Asikun, salah satu nelayan Tanjungsari, mengaku kecewa pemerintah tarik ulur aturan. Padahal, ia dan nelayan nelayan lain di Tanjungsari sangat mendukung pelarangan cantrang.
"Kecewa sekali. Sebenarnya saya setuju kalau cantrang dilarang. Karena bisa merusak lingkungan. Merugikan nelayan lain, karena ikan terangkut semua. Tapi kok sekarang diperbolehkan lagi," kata Asiku, Jumat, 19 Januari 2018.
Bagaimana tanggapan anda mengenai artikel ini?
Menurut Asikun, sudah sejak lama nelayan di Pemalang tidak menggunakan alat tangkap cantrang. Hanya sejumlah nelayan saja yang masih menggunakannya.

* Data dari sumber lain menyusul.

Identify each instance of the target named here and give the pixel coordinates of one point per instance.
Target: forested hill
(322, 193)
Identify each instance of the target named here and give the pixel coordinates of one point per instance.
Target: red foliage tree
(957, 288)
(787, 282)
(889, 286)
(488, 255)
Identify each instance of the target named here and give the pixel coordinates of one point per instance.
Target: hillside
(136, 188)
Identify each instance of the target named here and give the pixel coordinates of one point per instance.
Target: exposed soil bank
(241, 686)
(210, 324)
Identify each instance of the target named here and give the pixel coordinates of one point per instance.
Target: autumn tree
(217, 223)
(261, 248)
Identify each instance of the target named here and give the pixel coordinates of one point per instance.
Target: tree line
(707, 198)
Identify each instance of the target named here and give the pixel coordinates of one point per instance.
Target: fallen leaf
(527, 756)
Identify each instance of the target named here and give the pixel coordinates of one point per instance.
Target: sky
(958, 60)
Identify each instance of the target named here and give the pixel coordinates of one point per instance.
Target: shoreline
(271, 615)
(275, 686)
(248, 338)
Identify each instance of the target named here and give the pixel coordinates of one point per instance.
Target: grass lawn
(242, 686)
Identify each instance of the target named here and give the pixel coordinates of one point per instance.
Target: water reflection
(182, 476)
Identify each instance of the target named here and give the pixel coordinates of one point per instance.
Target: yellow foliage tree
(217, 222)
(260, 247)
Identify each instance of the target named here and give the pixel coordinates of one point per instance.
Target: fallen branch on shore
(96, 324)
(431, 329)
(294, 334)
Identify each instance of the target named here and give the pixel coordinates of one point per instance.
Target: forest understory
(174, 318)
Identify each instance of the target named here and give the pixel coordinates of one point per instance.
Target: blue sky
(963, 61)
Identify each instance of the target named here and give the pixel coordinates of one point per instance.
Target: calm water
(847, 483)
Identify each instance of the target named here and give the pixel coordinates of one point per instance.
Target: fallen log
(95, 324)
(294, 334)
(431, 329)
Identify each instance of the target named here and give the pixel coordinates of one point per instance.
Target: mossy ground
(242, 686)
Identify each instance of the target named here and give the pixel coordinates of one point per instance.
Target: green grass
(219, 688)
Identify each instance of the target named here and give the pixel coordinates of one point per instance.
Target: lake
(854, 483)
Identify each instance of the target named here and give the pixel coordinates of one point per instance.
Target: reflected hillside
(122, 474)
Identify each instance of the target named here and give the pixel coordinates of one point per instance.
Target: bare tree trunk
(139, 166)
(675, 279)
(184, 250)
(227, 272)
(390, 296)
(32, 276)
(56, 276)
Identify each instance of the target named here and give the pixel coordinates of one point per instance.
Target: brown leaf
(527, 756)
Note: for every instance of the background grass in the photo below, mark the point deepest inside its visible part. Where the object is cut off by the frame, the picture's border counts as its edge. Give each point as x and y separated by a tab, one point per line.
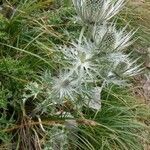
29	32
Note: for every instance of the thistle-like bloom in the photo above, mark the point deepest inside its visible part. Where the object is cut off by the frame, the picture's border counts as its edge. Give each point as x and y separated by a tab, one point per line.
64	86
97	11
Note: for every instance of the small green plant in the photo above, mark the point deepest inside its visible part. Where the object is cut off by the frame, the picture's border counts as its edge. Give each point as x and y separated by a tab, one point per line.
65	78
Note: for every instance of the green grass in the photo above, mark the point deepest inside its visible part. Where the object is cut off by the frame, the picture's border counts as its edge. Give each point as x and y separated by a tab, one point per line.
28	38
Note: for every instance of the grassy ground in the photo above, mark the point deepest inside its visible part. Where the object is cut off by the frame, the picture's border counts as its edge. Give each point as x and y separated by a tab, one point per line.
28	38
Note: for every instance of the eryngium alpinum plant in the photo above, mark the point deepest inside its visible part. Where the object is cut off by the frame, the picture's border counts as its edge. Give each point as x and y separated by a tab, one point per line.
87	65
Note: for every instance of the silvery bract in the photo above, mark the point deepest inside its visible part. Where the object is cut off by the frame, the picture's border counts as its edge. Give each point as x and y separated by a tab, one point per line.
97	57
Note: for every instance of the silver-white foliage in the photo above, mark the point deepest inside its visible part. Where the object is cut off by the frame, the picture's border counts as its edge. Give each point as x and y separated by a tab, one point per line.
99	58
97	11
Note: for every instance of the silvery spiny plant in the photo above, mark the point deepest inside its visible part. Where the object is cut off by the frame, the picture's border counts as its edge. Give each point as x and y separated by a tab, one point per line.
89	63
97	11
92	61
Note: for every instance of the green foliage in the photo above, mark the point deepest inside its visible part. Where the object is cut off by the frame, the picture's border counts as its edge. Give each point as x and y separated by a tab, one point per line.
34	113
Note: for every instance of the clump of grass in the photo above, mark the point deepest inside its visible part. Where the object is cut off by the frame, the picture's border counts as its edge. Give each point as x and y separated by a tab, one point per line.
52	86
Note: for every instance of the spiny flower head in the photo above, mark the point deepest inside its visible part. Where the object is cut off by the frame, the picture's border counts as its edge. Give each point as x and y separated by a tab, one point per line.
64	85
97	11
80	56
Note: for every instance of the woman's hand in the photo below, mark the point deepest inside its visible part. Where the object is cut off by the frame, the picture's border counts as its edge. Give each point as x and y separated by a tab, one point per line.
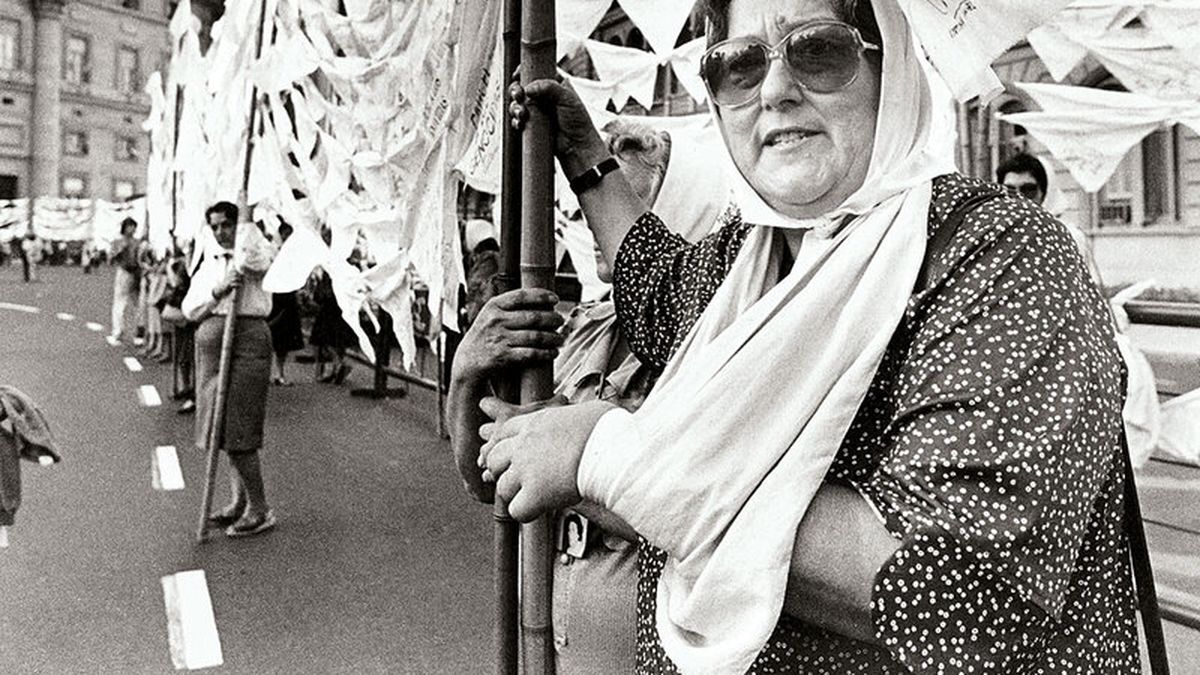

"Kalau di Tanjungsari tidak ada yang pakai cantrang. Saya pakainya bolga dan waring. Yang masih banyak itu di Asemdoyong," tambahnya.
Ketua Himpunan Nelayan Seluruh Indonesia (HNSI) Kabupaten Pemalang Abdul Wahid menyayangkan keputusan Presiden. Menurutnya, cantrang hanya menguntungkan nelayan dalam jangka pendek karena merusak ekosistem laut bila dipakau terus menerus.
"Untung untuk masa sekarang saja. Tapi tidak memikirkan untuk anak cucu kita nantinya. Kalau ekosistem rusak, ikan habis, apakah nelayan masih bisa mencari ikan," ujarnya.
Kata Abdul, di Pemalang ada tiga pelabuhan kapal. Di antaranya adalah Tanjungsari, Asemdoyong dan Mojo, dengan jumlah nelayan sekitar 17 ribuan lebih. Sedangkan jumlah kapal berukuran kecil hingga besar ada mencapai 1.800 kapal.
"Yang pakai cantang cuma sebagian kecil saja. Cantrang itu hanya menguntungkan sejumlah nelayan saja. Kasihan yang pakai alat ramah lingkungan. Pasti nantinya akan ada gesekan," pungkasnya.